Habiburokhman mengungkapkan Komisi III DPR RI akan melakukan koordinasi lebih lanjut dengan LPSK terlebih dahulu. Hal ini guna menyesuaikan pasal yang konkret untuk memasukkan eksistensi LPSK.
"Kita saya pikir teman-teman ya perlu merumuskan pasal yang konkret terkait eksistensi LPSK ini di dalam KUHAP nantinya," ucap dia.

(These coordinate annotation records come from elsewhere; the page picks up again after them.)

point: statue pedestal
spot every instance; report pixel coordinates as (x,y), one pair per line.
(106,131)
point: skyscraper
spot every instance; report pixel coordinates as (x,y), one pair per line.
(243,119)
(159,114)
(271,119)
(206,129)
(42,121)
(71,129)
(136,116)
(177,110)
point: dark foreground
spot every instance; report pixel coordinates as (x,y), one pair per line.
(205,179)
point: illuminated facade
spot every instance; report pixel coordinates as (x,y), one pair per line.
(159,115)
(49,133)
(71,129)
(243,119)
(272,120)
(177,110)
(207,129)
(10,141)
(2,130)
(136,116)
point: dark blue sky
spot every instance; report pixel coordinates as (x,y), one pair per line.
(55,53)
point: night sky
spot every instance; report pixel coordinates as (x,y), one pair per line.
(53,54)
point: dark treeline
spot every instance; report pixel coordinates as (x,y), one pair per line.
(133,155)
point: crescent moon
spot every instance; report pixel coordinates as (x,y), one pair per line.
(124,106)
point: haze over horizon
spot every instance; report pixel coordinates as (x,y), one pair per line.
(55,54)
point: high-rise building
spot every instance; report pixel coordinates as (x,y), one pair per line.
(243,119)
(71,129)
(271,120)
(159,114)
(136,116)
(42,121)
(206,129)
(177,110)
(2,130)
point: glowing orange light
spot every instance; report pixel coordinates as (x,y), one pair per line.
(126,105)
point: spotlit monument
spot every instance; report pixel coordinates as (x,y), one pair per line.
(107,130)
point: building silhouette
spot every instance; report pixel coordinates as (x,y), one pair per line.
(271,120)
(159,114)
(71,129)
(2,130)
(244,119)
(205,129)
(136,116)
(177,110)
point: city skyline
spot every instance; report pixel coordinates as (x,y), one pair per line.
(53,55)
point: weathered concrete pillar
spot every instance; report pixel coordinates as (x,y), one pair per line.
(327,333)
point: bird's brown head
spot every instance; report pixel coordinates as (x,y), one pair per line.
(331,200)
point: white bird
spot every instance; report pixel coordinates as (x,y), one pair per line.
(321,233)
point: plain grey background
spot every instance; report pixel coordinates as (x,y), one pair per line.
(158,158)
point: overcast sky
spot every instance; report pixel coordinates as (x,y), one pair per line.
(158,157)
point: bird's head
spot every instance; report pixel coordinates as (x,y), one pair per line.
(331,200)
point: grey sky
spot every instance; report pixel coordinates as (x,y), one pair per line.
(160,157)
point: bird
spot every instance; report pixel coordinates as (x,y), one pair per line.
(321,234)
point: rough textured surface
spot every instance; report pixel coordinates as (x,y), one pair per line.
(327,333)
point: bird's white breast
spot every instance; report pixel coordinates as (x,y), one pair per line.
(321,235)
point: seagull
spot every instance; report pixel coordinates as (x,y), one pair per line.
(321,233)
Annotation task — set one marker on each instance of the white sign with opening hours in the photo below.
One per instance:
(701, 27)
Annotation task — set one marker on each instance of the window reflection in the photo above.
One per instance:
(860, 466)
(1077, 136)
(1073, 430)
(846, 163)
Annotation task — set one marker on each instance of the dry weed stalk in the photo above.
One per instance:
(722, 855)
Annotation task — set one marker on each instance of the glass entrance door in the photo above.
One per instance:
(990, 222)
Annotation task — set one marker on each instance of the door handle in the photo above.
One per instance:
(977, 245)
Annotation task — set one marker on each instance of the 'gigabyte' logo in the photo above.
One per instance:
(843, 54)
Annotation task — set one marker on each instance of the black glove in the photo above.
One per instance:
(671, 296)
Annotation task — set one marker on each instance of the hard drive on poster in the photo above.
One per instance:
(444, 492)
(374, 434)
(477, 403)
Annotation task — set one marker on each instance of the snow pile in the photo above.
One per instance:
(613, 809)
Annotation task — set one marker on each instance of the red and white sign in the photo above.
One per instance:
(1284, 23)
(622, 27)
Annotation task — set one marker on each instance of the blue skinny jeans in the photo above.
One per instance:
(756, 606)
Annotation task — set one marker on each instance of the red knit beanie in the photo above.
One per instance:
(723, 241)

Politikus Gerindra itu mengatakan, termuatnya LPSK di KUHAP sudah menjadi kesepakatan ketika para komisioner LPSK dipilih oleh Komisi III DPR. Keberadaan LPSK, menurutnya sangat strategis untuk ada dalam rangkaian acara pidana.
Sementara itu Ketua LPSK Achmadi menuturkan bahwa lembaganya siap diatur dalam revisi KUHAP. Beleid itu mulai berlaku pada 2026 dan pengesahannya dikebut sebelum 2025 berakhir.
"Norma yang bapak sampaikan sangat perlu diatur dengan KUHAP," kata Achmadi.